- Born: 8 June 1980
- Died: 2 June 2015 (aged 34) Nigeria
- Cause of death: Murder caused by gunshot wounds
- Other name: Iphie
- Education: Abia State University
- Occupations: Radio and television personality
- Employer: Silverbird Communications

= Ifeoma Aggrey-Fynn =

Ghanaian-Nigerian media personality, writer and public speaker

Ifeoma Iphie Aggrey-Fynn (8 June 1980 – 2 June 2015), known to most simply as Iphie, was a Ghanaian-Nigerian media personality, writer and public speaker.

==Early life and education==
Aggrey-Fynn was born to a Ghanaian father and a Nigerian mother. She was raised and educated in Nigeria. She attended Abia State University, from which she graduated with a degree in Linguistics and Communication.

==Career==
Aggrey-Fynn's career in broadcasting began as a TV presenter in 2003. After joining Silverbird Communications in 2009, she was transferred to work at Rhythm 95.7 FM and Silverbird Television in Awka. There, she hosted radio and TV shows including Rhythm & Soul, Gospel Vibes and E-Merge before moving to Rhythm 93.7 FM Port Harcourt.

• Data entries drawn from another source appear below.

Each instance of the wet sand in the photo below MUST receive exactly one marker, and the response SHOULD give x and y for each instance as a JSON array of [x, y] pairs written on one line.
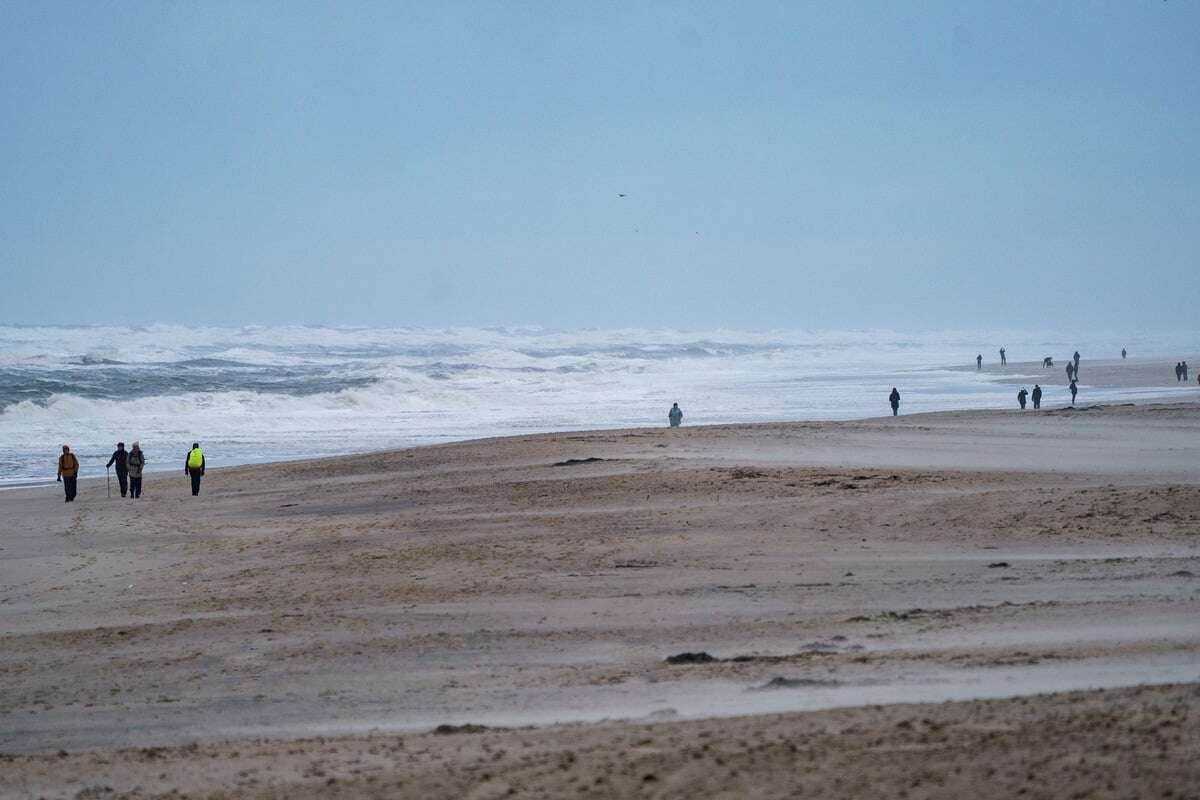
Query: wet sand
[[546, 579], [1133, 374]]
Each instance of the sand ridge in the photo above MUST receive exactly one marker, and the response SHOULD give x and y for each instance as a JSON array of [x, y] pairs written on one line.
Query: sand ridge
[[515, 582]]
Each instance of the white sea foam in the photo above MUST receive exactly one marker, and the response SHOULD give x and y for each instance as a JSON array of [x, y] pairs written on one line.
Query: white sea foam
[[256, 394]]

She was also a three-time host of the Miss Niger Delta beauty pageant. Her shows were geared towards helping her listeners deal with some life's challenges

==Death==
Aggrey-Fynn had gone to visit her parents at Aba in Abia State. She was on her way back to Port Harcourt when the bus she was traveling in was attacked by armed bandits. As the driver was driving, the gunmen opened fire on the vehicle. Aggrey-Fynn was hit by bullets and died of wounds.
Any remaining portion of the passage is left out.